October 26th: America’s Literacy Report Card

Reading is more accessible today than at any other point in human history. Books are produced more easily than ever, magazines seem to be everywhere. New media like blogging and digital publishing have made information easier to transmit and new technologies like tablets and e-readers make that information easier to access. Everywhere you look, there are access points to literature, news, academic writing, and more, at any place, at any time.

The Pew Research Center took a look at reading habits of Americans and discovered that, while the format and accessibility continuously changes and adapts, the amount of reading done by the average citizen is remaining fairly constant. Reading on tablets and cell phones is on the rise, while dedicated e-readers aren’t very common and aren’t growing any more so. Maybe most surprisingly, the study found that young adults actually read more often than do their older peers, while millennials are matching the reading behaviors of their parents and older generations.

This is encouraging data for a society that is constantly afraid of the erosion of a culture of learned scholarship. Access to, comfort with, and understanding of literature is, after all, central to the ability for a society to advance in positive directions. Throughout history, there are dozens of examples of places in which our written materials have not only withstood the test of time, but have fundamentally the way we think about who we are and who we hope to be. From religious texts such as the Bible to governing documents like the Constitution to literary fundamentals like Shakespeare, pen to paper has been the way that we, as human beings, have been able to understand ourselves and create something meaningful to drive our existence.
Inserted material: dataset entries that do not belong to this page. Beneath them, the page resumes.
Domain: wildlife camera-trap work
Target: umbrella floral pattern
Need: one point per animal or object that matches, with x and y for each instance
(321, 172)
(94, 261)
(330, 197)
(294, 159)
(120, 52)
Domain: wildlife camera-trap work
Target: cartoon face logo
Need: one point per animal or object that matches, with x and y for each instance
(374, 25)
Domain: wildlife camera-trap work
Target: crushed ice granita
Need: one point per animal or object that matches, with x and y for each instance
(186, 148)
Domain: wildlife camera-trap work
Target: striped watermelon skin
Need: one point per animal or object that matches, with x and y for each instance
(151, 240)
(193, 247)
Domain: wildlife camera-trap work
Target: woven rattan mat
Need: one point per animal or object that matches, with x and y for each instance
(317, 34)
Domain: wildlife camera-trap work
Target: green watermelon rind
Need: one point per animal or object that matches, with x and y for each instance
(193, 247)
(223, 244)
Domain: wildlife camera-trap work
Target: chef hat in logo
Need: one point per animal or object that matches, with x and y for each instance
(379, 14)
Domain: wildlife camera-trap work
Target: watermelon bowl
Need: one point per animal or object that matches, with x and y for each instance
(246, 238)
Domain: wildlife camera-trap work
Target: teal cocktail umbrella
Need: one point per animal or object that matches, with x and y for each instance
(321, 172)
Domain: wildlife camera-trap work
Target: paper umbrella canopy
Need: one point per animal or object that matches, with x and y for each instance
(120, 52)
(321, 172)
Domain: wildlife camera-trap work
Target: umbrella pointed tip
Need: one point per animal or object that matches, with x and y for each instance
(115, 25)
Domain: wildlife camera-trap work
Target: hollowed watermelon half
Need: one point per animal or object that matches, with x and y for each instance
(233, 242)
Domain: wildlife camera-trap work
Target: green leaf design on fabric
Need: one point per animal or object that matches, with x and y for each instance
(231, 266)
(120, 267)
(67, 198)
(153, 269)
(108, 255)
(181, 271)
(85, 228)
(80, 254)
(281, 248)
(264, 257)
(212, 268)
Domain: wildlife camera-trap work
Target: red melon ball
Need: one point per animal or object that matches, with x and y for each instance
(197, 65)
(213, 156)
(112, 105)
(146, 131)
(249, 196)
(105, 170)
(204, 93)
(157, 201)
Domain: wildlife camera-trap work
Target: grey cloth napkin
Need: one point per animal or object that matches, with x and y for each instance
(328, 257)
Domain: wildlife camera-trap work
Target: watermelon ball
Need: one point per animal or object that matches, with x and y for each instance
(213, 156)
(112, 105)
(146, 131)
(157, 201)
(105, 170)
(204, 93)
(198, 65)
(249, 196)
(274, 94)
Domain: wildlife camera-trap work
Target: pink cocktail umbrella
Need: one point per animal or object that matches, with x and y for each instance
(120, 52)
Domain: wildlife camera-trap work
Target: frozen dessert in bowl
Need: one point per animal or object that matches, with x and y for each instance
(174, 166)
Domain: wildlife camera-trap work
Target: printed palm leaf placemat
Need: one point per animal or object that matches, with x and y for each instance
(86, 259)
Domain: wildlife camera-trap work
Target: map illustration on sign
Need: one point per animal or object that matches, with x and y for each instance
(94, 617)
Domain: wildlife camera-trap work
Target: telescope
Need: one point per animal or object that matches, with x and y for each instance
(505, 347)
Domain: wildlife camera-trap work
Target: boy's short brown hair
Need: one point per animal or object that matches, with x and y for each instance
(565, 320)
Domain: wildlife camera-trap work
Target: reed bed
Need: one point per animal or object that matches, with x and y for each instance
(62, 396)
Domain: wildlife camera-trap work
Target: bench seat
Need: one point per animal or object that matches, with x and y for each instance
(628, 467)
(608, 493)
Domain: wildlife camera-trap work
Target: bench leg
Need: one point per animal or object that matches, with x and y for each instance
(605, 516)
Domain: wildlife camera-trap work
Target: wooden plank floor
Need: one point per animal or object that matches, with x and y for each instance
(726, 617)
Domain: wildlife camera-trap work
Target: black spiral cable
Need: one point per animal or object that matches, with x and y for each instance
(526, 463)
Literacy and a willingness to read lead directly to a comfort in writing. Now, not every participant in a society needs to be responsible for writing the next great text or manifesto, But, a culture that values reading and writing leaves the door open to allow for the constant evaluation and reflection that is inherent to a high-thinking society. As long as we continue to expose ourselves to new and diverse ideas, we remain open to inspiring our own creativity and ability to use language to reflect and, in some cases, change our experience of the world.